Episode 3:The 1996 Presidential Elections-Part 1
Happy New Year,I wish you all the best in 2019. Last year, I started a blog series on collecting Ghana’s election results from 1992 to 2016. In episode Episode 1 and Episode 2, I showed the process of getting the presidential and parliamentary elections for 1992.The datasets are available here: 1992 presidential elections and 1992 parliamentary elections.
In this episode I will collect data on the 1996 elections. This data is available on the Electoral Commission of Ghana’s website. Stay with me till the end to know what will be the plot in Part 2 of this Episode.
The 1992 election had 3 presidential aspirants:
- J.J Rawlings who represented NDC (National Democratic Party).In 1992, he led the Alliance Coalition (was made up of the NDC, National Covention Party and Every Ghanaian Living Everywhere) into victory. As at the time of the elections he was the sitting president.
- J.A Kufuor replaced A.Adu Boahen who was the New Patriotic Party’s candidate in the 1992 elections.
- E.N Mahama just like the NPP candidate also led the Peoples’s National Congress in 1996. He replaced Dr. Hilla Limann who was the party’s candidate in 1992.
At the end, the NDC candidate and sitting president: J.J Rawlings won the elections.
Importing Libraries and Data Extraction
The data is an Excel file in the .xls extension. I prefer to use Hadley Wickham’s readxl package as it allows me to extract data with ease. The function read_excel takes a single mandatory argument: name of the file. When passed with a single argument, this function reads all data from the first sheet only into a variable.
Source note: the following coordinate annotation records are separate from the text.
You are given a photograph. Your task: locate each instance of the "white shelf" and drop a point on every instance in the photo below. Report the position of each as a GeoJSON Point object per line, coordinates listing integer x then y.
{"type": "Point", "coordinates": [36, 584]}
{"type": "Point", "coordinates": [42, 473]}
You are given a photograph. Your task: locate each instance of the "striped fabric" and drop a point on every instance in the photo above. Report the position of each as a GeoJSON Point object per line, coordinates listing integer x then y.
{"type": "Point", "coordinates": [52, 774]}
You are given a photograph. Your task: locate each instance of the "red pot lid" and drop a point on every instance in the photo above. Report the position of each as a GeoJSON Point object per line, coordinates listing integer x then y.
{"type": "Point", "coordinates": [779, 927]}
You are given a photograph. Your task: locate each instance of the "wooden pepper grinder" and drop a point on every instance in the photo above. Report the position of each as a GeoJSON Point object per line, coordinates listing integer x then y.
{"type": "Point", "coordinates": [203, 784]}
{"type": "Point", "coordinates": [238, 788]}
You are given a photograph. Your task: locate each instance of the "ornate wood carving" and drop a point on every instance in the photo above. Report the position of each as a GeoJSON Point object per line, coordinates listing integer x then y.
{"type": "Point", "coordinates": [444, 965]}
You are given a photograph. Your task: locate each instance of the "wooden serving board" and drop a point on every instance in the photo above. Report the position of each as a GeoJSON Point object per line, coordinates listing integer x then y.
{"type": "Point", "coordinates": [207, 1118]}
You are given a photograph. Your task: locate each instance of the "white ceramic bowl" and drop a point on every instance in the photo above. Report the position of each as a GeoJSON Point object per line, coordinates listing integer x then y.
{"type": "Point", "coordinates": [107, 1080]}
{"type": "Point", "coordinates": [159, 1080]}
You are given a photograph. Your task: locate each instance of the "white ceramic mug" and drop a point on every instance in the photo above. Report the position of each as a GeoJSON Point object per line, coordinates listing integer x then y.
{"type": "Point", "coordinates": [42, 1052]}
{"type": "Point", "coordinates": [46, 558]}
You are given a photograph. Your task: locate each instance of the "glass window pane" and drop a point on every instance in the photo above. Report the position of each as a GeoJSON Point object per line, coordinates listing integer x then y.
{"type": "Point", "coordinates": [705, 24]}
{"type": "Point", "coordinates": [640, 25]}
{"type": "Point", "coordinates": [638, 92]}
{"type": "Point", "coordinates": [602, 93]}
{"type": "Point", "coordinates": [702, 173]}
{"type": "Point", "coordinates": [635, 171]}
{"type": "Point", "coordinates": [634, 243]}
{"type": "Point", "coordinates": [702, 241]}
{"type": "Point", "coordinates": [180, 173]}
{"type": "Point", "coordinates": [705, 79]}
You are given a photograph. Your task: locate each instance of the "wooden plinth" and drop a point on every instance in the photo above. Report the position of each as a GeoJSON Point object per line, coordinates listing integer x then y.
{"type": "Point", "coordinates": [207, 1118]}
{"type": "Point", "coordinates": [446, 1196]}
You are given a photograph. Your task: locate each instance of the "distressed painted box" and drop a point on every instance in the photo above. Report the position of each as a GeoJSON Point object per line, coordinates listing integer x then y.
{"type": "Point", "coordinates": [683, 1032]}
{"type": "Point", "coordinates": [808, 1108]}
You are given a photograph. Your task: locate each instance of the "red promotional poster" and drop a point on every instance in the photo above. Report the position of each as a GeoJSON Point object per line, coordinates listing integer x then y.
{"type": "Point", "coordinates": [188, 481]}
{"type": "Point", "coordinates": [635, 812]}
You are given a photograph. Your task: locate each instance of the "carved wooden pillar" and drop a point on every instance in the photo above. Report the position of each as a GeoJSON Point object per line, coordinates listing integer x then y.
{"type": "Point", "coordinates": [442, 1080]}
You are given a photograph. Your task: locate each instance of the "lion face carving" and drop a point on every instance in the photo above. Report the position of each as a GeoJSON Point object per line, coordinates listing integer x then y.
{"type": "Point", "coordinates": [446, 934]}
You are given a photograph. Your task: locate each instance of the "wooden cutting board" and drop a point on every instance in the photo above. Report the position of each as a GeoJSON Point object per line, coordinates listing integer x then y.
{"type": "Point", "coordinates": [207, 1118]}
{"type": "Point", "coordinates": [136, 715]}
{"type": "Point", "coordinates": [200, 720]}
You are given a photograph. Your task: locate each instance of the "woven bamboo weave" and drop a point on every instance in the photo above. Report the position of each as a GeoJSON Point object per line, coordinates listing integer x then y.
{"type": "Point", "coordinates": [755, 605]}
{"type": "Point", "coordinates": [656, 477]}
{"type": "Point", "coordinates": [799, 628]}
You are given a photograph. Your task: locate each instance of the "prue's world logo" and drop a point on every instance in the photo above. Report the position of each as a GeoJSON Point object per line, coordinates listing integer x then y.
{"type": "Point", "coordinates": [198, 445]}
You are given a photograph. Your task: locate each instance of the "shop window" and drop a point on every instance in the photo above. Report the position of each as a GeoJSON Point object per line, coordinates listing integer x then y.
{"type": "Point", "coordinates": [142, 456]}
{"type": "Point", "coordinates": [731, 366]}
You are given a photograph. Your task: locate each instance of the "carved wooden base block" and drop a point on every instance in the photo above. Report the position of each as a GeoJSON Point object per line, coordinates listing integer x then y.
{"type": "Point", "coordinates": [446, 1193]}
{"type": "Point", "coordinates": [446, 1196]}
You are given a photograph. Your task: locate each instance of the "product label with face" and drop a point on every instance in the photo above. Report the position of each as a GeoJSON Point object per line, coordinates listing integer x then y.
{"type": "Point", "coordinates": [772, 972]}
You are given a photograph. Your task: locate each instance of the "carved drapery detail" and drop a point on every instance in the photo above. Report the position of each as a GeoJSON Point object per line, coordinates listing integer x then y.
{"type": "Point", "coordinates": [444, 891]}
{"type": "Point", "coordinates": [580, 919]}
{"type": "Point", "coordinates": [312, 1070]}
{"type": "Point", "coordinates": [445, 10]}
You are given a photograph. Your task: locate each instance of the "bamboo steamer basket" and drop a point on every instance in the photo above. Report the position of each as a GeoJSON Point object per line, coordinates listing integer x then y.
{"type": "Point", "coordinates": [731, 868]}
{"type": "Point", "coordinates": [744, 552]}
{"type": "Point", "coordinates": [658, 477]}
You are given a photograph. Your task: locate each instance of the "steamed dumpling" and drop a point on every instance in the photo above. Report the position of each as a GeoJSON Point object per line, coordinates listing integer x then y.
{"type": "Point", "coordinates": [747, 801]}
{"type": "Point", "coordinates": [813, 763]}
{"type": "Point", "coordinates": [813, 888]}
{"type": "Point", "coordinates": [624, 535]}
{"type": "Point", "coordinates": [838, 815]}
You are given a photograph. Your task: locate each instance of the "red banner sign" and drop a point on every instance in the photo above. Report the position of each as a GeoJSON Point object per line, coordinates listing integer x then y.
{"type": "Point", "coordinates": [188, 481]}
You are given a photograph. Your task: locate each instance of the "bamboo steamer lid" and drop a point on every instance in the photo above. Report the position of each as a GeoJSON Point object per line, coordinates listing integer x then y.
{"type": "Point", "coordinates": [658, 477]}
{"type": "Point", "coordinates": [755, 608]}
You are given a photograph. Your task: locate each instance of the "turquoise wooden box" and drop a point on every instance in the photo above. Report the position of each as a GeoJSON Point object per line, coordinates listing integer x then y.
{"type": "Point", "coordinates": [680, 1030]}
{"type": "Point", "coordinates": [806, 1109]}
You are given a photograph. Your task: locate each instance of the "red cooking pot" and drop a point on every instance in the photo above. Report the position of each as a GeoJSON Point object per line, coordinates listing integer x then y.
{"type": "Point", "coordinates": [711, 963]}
We can tell the function to read any other sheet by specifying either the sheet’s name or its index read_excel("nameOfFile.xls", sheet="nameOfSheet") OR
read_excel("nameOfFile.xls", sheet=3
The packages in the tidyverse library is for data cleaning and extraction.
library(readxl)
library(tidyverse)
columns = c("Constituency_Num","Region","J.J Rawlings","NDC%Vote",
"J.A Kufuor","NPP%Vote","E.N Mahama","PNC%Vote","Valid_Votes", "Rejected_Ballots","Tt_Votes_Cast","Tt_Reg_Voters","Turnout%")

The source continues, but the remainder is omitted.